Details that follow below are mostly AI written.
Benchmark setup
To understand what the server-side speedup means in practice, I also built an end-to-end benchmark that includes browser rendering (headless Chromium via Playwright). The key finding: browser rendering — not HoloViews — is the bottleneck for single-session frame rate, so a single streaming dashboard doesn’t see a proportional fps improvement. However, the server-side gains directly translate to lower CPU usage and capacity for more concurrent sessions.
Two complementary benchmarks:
Headless profiling (isolates HoloViews cost):
- 1,000 points per element, 60 updates per run, 5 repeats per scenario
- Measured with
cProfile(inflates absolute times ~2x but preserves relative proportions) and rawtime.perf_counter - All scenarios use
Pipe+DynamicMap— the typical streaming pattern
End-to-end browser benchmark (full pipeline):
- Panel server + headless Chromium (Playwright), measuring HoloViews processing, Bokeh serialization, and browser rendering independently
- Updates wrapped in
pn.io.hold(doc)+doc.models.freeze()(best-practice batching) - Sequential mode (push-wait-push for per-component breakdown) and sustained mode (push at server speed, measures coalescing and effective fps)
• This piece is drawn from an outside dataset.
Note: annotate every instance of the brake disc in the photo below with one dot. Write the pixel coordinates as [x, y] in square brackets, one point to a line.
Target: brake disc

Headless results (server-side only, main vs optimized)
cProfile median ms/update:
| Scenario | main | optimized | speedup |
|---|---|---|---|
| Curve x1 | 24.7 | 6.6 | 3.7x |
| Curve x6 | 69.6 | 20.5 | 3.4x |
| Scatter x6 | 90.4 | 34.7 | 2.6x |
| Points x6 | 88.5 | 33.5 | 2.6x |
| Image | 25.9 | 12.7 | 2.0x |
| Bars | 24.7 | 11.1 | 2.2x |
| HeatMap | 37.2 | 21.0 | 1.8x |
Raw timing for Curve x6 (no cProfile overhead):
| Condition | main | optimized | speedup |
|---|---|---|---|
| With Bokeh validation | 32.8 ms | 8.6 ms | 3.8x |
| Without Bokeh validation | 25.6 ms | 7.7 ms | 3.3x |
End-to-end results (with browser rendering)
Configuration: pn.io.hold(doc) + doc.models.freeze(), headless Chromium, 30 updates.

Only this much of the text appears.